I know it’s end of January, but there are days when the Scottish aura outside the window tries to convince me that spring is near. I’m not the Winter person, after Christmas Holidays I can’t wait when the Spring comes, to get rid of these layers, hats and dark mornings. Birds starts to sing little bit more, the sun is nicely warming my living room, though when the wind blows it’s nice to pull the hat over my ears when I run errands.
I slowly start craving for fresh crunchy veggies and to stop cooking meaty stews, but it still will takes a two months or so until we see more signs of Spring and days without puffer jackets.

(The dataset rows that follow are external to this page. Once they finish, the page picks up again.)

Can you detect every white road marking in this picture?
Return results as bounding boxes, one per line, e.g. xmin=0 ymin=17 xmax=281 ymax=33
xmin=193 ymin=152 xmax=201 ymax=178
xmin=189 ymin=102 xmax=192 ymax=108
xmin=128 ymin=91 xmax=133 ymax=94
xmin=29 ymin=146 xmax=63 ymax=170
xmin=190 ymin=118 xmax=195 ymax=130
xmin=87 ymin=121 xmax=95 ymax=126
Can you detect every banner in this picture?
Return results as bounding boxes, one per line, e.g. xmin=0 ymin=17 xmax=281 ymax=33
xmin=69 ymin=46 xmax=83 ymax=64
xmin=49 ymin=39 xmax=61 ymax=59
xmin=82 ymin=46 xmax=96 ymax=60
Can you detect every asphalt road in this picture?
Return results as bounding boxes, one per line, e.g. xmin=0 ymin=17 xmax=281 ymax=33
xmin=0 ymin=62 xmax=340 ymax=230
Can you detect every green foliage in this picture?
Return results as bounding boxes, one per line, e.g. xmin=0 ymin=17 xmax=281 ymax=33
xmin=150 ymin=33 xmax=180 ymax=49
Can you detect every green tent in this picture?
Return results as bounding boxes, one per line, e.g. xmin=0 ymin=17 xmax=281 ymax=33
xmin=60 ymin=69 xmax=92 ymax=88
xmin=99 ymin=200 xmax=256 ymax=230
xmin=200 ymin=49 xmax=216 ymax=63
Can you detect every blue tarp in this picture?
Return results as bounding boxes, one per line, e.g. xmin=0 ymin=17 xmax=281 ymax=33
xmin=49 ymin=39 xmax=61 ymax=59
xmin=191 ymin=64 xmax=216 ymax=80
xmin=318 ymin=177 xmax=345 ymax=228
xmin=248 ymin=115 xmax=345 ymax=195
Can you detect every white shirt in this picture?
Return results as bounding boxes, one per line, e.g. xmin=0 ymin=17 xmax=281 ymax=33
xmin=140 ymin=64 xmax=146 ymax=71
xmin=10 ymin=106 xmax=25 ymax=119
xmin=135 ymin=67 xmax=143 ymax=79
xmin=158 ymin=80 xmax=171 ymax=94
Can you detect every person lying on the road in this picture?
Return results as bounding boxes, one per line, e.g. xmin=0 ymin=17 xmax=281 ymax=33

In the waiting time I can have a sniff of the cucumber in my salad (I don’t know how about you, but for me fresh cucumber smells like Spring) enjoying some sun in my living room. At least inside is warm and cosy 😉
You can actually prepare this a salad from your favourite vegetables, because all the goodness is hidden in the sauce. The base is extra-virgin olive oil, dark green and bitter in taste, but rich in omega 6 and 9 as well as vitamins E and K. Soften its taste with a teaspoon of heather honey and a little lukewarm water. Add little pink Himalayan salt, which, unlike regular table salt, is said to be rich in minerals. Himalayan salt has a slightly different salty taste than regular salt and I think that it is perfect for salads. And finally linseeds which are good for your skin, hair and digestion and nuts which they are tasty and healthy any time, anywhere. The finished sauce is delicious and I was basically tempted to eat it alone without the salad.
It’s a very simple salad, dressing makes it more special. You can prepare it for your lunch and take to work, or have it for supper. These types of salads require a lot of chewing, so if you get hungry in the evening or have cravings, such a crispy salad will successfully satisfy it. You can use various veggies and salads leaves you currently have in your kitchen. Simply prepare bigger batch of dressing that you can store in the jar and keep in the fridge for 2-3 days.
green salad with linseed dressing
- salad mix: red chicory, oak leaf salad, mache salad/cornsalad
- couple red baby peppers
- ½ cucumber
- piece of mild cheddar cheese
- handful of capers
- ½ small red onion
- couple tablespoons of extra virgin olive oil
- couple tablespoons of lukewarm water
- pinch of lemon pepper (or regular coarse pepper)
- pinch of pink Himalayan salt
- 1 tsp heather honey
- 2 tsp linseeds/flaxseeds
- couple drops of lemon juice
- ½ tsp dried parsley or fresh finely chopped parsley leaves
- handful of mixed nuts
First prepare the dressing. Combine olive oil with all the spices, honey and a little lukewarm water. You can put all ingredients to a small jar, close the lid tightly and give it a good shake so that the honey dissolves well. Add linseeds and set aside for a while. During this time, prepare vegetables for the salad.
Rinse the lettuce, shred it and put it into a large bowl. Dice pepper and cucumber. Also cut the yellow cheese into small cubes. Chop the red onion finely. Drain the capers from the brine and add them to lettuce. Mix everything together. Pour with the prepared dressing and sprinkle with a handful of nuts.